We have heard that evidence of no claims car and house insurance from your originating country may be useful documents to obtain for saving on these painful necessities when you arrive in Australia.


----------



## MaryMar

Spring Hello, 

I think the documents may help when you take insurance here in Australia, it does prove your track record etc, especially for vehicle insurance, obviously if you have the paper work to display good driving and claims it will reduce the prices


----------



## Canadiac73

This is a great thread filled with information that will help me when heading to Australia this November. Thank you.


----------



## sugarstoned

Hi all,

Migrants from non-English speaking countries can also avail of 510 hours free English lessons. Not only do they help you with English, they also help you with settling in Australia. For more information, visit this site:

Adult Migrant English Program

sugar-stoned


----------



## Mish

sugarstoned said:


> Hi all,
> 
> Migrants from non-English speaking countries can also avail of 510 hours free English lessons. Not only do they help you with English, they also help you with settling in Australia. For more information, visit this site:
> 
> Adult Migrant English Program
> 
> sugar-stoned


I will just mention for anyone reading this that not ALL migrants from non-English speaking countries can get the 510 hours of free English lessons. If they have functional English they do not qualify.


----------



## sugarstoned

Mish said:


> I will just mention for anyone reading this that not ALL migrants from non-English speaking countries can get the 510 hours of free English lessons. If they have functional English they do not qualify.


hi Mish,

I have a functional English. English was taught in school/uni back in the Philippines. But it was American English and I have trouble understanding
the Australian accent, I was still accepted. I enrolled primarily to learn to speak confidently and to meet friends. There are 3 levels of the course and I jumped to level 3 (the highest) because technically I do not need the course anymore. Also there's a module on writing cover letters/resumes which is a good help to those seeking employment. An additional 200-hours courses are being offered on top of the 510 hours. Courses include: Administration and MYOB, Workplace Communication for Professionals, Cafe and Restaurant, Childcare, Customer Service, Business Administration, Retail etc. Each of these courses includes work experience which is good considering most jobs here in Australia are looking for people with local experience.

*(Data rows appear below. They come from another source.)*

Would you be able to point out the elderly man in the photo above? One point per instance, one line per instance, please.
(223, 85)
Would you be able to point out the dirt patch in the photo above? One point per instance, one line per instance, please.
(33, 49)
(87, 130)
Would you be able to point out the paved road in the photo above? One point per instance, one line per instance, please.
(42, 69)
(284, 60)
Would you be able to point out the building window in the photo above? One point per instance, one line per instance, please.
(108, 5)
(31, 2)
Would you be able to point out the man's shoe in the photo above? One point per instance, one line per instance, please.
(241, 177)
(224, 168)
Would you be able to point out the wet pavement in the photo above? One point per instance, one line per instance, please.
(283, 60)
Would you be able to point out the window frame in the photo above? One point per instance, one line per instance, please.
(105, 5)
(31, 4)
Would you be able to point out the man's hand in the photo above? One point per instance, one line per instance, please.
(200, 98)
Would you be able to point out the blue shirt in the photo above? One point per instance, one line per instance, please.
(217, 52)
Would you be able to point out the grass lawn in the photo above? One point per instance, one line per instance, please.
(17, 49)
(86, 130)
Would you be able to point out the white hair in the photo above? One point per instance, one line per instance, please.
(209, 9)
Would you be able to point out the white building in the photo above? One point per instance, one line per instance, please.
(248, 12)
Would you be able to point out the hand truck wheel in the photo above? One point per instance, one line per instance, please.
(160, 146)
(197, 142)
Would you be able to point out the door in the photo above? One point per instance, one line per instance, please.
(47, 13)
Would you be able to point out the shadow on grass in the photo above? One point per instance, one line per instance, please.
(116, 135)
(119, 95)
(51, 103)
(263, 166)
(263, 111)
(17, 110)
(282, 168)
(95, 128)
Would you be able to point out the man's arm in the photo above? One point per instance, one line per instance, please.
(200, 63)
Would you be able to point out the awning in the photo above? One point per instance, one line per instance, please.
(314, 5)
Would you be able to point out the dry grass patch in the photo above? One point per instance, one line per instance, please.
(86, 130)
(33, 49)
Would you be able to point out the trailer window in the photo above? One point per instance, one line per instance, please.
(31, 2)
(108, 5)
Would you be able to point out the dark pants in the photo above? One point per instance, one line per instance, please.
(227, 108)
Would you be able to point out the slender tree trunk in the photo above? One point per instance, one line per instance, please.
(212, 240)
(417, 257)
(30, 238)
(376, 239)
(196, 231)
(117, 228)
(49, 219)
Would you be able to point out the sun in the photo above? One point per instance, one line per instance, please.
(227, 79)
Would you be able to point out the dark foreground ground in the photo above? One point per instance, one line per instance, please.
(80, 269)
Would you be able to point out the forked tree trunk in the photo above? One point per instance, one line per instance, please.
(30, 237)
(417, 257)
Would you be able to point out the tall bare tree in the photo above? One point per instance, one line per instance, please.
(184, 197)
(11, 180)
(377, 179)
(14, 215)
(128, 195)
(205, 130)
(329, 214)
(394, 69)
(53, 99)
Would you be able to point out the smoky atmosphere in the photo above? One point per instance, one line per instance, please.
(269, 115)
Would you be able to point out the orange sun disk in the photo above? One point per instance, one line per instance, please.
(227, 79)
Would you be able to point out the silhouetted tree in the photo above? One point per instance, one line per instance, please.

To those interested, give it a go anyways. I haven't heard of anyone getting refused at at my school. 

sugar-stoned


----------



## Mish

I enquired for my husband and was told his English was too good for the course lol.


----------



## sugarstoned

Mish said:


> I enquired for my husband and was told his English was too good for the course lol.


Dang, really? When I went to book an interview, I was never asked about my English. In the interview, there were speaking, listening and writing test. The teacher who interviewed me said they don't refuse entry to anyone interested. In fact, he added the course is not just about learning English but also settling in. Maybe your husband should go to my school! hehe I know they got branches from all over Australia. 

sugar-stoned


----------



## Mish

sugarstoned said:


> Dang, really? When I went to book an interview, I was never asked about my English. In the interview, there were speaking, listening and writing test. The teacher who interviewed me said they don't refuse entry to anyone interested. In fact, he added the course is not just about learning English but also settling in. Maybe your husband should go to my school! hehe I know they got branches from all over Australia.
> 
> sugar-stoned


It might be different in qld - they never said on their website that to be eligible you can't have functional English.

My husband's English is pretty good, just our aussie slang lol and some written aspects. He is pretty busy with work anyway so might be a bit hard to fit in.


----------



## GadoGadoGal

There is already a lot of great information in this thread! I'd like to add one suggestion that I've found useful.

Many countries have an online registry for travelers and expats. For example: 
Australia - Smart Traveller: http://www.smartraveller.gov.au/
USA - STEP: https://step.state.gov/step/
Netherlands - Kompas: https://www.kompas.buzaservices.nl/registration/

While traveling it is helpful for receiving free advisories (e.g. travel restrictions, storms, protests, threats against foreigners) and also assistance in the event of emergencies and natural disasters (e.g. they will contact you to provide airlift services). For example, during a business trip I once received a possible tsunami warning and what to do if it occurred. As an expat it was useful for learning about services and events offered to the expat community where you live, such as voter registration, consul visits to your local area, or social events on major holidays. It was also another way I could officially declare my partner as an emergency contact to a government. All of these are intended for citizens, but Australia will also provide information and services for permanent residents.


----------



## GadoGadoGal

Mish said:


> It might be different in qld - they never said on their website that to be eligible you can't have functional English.
> 
> My husband's English is pretty good, just our aussie slang lol and some written aspects. He is pretty busy with work anyway so might be a bit hard to fit in.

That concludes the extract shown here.